Primary vs Secondary Treatment

The original Newport WWTF was built in 1955 using “Imhoff Tank” technology, which provided primary treatment. Primary wastewater treatment is essentially a physical method using screens, grit chambers, and clarifier (settling, sedimentation) tanks to remove solids like sand and grit, large suspended particles, and such floating materials as leaves, papers, and rags. 

In 1991, the plant was upgraded to secondary treatment, a major improvement that reduced the amount of pollutants entering the harbor. Secondary wastewater treatment combines primary treatment with aerobic and/or anaerobic biological treatment processes to remove very fine suspended and dissolved organic matterthat primary treatment alone cannot remove. It is a costlier, more complex process that takes longer than primary treatment, but secondary treatment is measurably more effective in reducing total suspended solids (TSS) and biological oxygen demand (BOD) – two important parameters used by engineers to gage the effectiveness of treatment processes. 

As a case in point, wastewater that has undergone primary treatment still contains about 50 percent of the solids content of the original untreated wastewater, and approximately 67 percent of the original BOD. In contrast, the effluent from a plant that provides both primary and secondary treatment usually contains only about 15 percent of the TSS and BOD of the original wastewater.

 

Repurposing: More Use for the Old 

What makes the current upgrade of Newport’s wastewater plant unusual and innovative is the ability of the design-build team to substantially expand the facility’s treatment capacity without enlarging its site.

“As much as possible, we’re repurposing existing structures and infrastructure locations and adding state-of-the art process technology to stay within the plant’s relatively small footprint,” he said. 

As an example, Finnegan cited the existing unenclosed headworks area, where they are adding new automated screening and grit removal equipment and enclosing the entire headworks in a new Coreslab precast concrete building made of tilt-up wall panels and a precast plank roof. 

And at the existing unenclosed electrical equipment site, subcontractor E.W. Audet installed new state-of-the art electrical equipment and housed it all within a new pre-engineered metal building.

Major re-purposing improvements to the plant’s aeration basins and clarifier tanks are also taking place:

“We’re installing new contact stabilization equipment within the existing aeration basins, and increasing their capacity by raising the level of wastewater within the basins,” Finnegan said. He explained the former treatment process operated with 4 feet of freeboard – the vertical distance from the liquid surface to the top of the basin wall – while the new process operates with just a 2-foot freeboard, gaining 2 feet in liquid depth and longer detention time for wastewater in the basins. New baffles, diffusers, and controls were also installed to improve process efficiency. 

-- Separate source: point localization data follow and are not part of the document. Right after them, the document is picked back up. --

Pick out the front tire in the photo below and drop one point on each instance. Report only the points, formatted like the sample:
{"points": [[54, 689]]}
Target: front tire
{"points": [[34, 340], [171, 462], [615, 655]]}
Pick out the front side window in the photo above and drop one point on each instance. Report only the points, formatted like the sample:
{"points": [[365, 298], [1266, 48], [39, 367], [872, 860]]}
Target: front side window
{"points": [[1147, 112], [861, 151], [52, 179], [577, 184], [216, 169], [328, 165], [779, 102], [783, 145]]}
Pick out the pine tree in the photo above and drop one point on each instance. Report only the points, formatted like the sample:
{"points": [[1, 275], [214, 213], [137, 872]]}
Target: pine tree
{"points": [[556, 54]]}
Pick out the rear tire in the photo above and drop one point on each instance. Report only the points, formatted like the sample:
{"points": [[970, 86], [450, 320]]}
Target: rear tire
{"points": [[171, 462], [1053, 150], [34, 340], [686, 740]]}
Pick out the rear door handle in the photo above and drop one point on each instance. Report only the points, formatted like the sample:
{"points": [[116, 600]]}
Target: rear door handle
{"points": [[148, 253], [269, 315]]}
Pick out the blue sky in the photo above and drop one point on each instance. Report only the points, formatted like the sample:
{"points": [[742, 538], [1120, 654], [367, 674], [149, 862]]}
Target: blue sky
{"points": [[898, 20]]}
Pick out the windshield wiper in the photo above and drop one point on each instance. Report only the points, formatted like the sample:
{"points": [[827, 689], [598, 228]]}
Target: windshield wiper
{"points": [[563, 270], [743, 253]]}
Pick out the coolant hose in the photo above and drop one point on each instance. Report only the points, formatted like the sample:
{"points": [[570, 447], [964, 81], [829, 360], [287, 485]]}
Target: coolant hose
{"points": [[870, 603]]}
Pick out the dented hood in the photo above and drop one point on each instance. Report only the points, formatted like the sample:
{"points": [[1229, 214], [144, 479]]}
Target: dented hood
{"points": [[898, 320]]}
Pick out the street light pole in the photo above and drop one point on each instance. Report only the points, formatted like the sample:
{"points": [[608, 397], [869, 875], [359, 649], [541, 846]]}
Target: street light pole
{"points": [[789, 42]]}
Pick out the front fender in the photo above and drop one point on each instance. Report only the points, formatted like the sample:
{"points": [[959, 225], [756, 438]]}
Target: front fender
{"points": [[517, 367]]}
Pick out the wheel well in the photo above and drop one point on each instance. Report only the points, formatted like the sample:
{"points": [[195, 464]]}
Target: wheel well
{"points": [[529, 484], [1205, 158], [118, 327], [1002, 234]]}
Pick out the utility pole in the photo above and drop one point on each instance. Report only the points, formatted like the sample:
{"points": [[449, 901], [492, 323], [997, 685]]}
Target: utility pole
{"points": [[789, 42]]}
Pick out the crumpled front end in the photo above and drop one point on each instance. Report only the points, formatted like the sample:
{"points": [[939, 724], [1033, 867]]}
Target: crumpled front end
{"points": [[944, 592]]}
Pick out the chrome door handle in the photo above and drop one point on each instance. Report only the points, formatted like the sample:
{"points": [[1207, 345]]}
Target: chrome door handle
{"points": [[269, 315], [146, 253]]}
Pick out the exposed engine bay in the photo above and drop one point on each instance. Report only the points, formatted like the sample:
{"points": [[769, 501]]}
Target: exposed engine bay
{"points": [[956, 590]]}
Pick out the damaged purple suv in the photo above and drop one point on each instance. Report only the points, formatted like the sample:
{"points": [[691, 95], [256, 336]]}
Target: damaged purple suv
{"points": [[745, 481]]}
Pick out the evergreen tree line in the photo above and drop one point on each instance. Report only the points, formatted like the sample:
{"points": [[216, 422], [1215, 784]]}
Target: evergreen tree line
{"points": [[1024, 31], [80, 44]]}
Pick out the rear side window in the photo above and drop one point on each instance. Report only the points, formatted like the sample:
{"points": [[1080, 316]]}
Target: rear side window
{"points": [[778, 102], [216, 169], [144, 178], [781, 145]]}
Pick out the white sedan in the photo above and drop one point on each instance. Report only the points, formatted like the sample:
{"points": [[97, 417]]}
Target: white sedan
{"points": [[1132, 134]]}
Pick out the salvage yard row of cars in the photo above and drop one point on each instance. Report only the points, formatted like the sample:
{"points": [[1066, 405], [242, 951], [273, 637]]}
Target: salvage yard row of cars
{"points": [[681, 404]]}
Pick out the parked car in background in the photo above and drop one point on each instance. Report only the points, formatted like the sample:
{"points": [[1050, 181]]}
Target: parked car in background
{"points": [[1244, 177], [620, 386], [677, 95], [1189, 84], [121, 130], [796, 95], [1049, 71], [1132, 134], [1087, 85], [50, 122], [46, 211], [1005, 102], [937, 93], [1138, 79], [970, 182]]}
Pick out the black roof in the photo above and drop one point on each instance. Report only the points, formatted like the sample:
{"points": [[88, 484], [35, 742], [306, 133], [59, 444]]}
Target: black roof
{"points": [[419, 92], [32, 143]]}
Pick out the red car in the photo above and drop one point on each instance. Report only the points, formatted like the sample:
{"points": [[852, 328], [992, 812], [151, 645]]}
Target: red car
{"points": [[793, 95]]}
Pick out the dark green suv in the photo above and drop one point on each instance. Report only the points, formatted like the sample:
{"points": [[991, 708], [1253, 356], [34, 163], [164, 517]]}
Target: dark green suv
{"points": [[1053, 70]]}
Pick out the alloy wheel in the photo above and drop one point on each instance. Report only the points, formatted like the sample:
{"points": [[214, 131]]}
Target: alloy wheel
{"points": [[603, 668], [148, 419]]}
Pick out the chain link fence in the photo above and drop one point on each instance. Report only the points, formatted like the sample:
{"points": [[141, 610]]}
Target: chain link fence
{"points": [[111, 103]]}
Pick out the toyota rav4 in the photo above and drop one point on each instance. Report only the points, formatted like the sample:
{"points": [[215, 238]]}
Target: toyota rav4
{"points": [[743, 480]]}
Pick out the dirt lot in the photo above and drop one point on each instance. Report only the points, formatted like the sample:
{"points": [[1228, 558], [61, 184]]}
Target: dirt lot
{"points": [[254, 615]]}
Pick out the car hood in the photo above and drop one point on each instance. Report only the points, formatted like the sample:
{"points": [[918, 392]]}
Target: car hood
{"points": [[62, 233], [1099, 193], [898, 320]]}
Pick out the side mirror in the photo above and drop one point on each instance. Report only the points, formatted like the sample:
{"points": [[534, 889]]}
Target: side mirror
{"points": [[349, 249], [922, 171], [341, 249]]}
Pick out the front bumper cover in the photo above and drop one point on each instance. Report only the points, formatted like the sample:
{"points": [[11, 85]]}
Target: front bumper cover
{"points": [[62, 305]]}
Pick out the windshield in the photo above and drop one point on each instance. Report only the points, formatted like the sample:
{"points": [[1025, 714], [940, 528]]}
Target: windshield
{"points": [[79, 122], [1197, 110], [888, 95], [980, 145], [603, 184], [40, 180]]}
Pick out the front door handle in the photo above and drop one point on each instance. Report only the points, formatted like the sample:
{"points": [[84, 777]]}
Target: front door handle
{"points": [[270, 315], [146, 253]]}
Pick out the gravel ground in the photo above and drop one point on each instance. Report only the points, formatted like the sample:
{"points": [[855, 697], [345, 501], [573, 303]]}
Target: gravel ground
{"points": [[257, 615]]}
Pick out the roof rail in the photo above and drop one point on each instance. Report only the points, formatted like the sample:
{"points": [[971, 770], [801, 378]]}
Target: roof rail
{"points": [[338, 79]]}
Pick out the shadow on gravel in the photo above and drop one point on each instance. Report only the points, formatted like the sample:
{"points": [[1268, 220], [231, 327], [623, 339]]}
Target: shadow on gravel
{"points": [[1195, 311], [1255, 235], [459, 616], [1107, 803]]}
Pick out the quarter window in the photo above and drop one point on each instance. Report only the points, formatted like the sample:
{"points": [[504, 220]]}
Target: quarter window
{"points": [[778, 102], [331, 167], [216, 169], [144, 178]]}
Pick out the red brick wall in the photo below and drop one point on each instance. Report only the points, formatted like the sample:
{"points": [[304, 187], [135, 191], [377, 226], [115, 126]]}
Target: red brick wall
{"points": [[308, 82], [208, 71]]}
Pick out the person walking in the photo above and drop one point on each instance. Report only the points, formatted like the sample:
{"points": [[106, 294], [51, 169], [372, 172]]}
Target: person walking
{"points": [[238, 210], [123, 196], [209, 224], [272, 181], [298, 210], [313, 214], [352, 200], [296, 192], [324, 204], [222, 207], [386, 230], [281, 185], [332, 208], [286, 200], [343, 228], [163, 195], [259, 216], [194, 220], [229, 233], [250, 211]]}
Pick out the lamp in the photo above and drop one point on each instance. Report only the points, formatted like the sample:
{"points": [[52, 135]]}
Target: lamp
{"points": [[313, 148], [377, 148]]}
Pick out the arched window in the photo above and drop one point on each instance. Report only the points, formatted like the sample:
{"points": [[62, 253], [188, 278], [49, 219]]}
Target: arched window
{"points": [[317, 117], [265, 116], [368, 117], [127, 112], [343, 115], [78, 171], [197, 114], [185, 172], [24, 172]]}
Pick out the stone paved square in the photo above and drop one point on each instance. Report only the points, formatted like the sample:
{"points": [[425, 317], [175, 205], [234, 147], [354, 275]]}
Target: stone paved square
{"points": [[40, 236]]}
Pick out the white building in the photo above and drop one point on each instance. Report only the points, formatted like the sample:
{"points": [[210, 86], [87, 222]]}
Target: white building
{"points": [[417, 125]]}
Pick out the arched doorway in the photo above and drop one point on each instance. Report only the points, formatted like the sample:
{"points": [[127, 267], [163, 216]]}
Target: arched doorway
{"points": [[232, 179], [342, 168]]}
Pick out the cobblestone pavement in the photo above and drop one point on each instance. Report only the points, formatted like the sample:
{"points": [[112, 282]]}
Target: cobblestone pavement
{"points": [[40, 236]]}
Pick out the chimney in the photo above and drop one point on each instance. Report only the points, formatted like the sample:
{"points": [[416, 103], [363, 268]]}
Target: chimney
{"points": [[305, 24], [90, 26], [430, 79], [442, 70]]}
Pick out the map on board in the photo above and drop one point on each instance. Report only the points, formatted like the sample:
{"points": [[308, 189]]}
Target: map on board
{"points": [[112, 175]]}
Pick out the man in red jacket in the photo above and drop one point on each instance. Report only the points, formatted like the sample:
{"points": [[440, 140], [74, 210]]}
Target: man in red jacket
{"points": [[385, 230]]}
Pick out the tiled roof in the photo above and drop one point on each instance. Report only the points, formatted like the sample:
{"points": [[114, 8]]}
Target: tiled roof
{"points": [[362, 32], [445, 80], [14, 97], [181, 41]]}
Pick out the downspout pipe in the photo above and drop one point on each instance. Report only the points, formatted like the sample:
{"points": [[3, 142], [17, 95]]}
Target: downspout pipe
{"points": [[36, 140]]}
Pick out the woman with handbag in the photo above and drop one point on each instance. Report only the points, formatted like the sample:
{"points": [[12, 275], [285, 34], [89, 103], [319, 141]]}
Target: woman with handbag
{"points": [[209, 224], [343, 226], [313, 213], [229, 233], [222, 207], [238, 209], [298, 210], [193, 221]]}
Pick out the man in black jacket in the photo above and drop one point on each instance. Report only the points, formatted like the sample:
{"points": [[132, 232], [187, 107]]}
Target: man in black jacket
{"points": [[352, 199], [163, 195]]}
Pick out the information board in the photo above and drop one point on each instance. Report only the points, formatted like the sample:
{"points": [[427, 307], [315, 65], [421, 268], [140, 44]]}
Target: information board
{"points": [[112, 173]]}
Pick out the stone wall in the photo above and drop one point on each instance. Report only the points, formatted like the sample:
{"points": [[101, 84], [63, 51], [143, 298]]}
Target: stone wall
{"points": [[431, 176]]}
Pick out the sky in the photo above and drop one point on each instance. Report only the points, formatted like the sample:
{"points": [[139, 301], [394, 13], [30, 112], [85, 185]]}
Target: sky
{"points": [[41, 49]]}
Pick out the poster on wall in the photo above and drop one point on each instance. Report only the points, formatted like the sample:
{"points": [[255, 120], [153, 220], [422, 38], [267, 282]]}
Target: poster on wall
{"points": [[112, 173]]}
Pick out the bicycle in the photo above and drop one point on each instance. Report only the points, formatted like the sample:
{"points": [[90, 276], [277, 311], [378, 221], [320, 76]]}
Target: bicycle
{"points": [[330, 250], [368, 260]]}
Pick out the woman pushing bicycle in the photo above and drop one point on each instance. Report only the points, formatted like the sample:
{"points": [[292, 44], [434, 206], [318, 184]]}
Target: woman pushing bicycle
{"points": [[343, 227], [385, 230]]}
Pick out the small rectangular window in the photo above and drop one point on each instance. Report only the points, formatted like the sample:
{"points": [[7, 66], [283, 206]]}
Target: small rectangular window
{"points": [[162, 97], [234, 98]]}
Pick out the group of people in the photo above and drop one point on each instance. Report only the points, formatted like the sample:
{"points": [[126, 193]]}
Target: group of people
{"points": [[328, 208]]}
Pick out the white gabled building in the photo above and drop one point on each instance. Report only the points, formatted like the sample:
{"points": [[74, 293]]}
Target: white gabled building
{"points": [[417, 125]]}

In like fashion, the design-build team gained 2 feet of wastewater depth in the four existing 90-foot-diameter secondary clarifiers by adding 2 feet in height to the existing walls. Work crews accomplished this by erecting about 70, 2-foot-tall by 4-foot-wide straight Symons concrete forms on top of the existing walls. This produced a huge polygon with such short sides that it was hardly distinguishable from a giant circle. After workers stripped the forms they used grinders to flatten the hundreds of projecting vertices where the 4-foot-sides join, yielding a smooth circular wall. Much like the aeration basins, raising the height of the wastewater results in lower TSS and BOD numbers in the clarifier effluent.

Such re-purposing steps were also taken with other treatment components throughout the facility, including upgrades to the operations building and the sludge thickener building.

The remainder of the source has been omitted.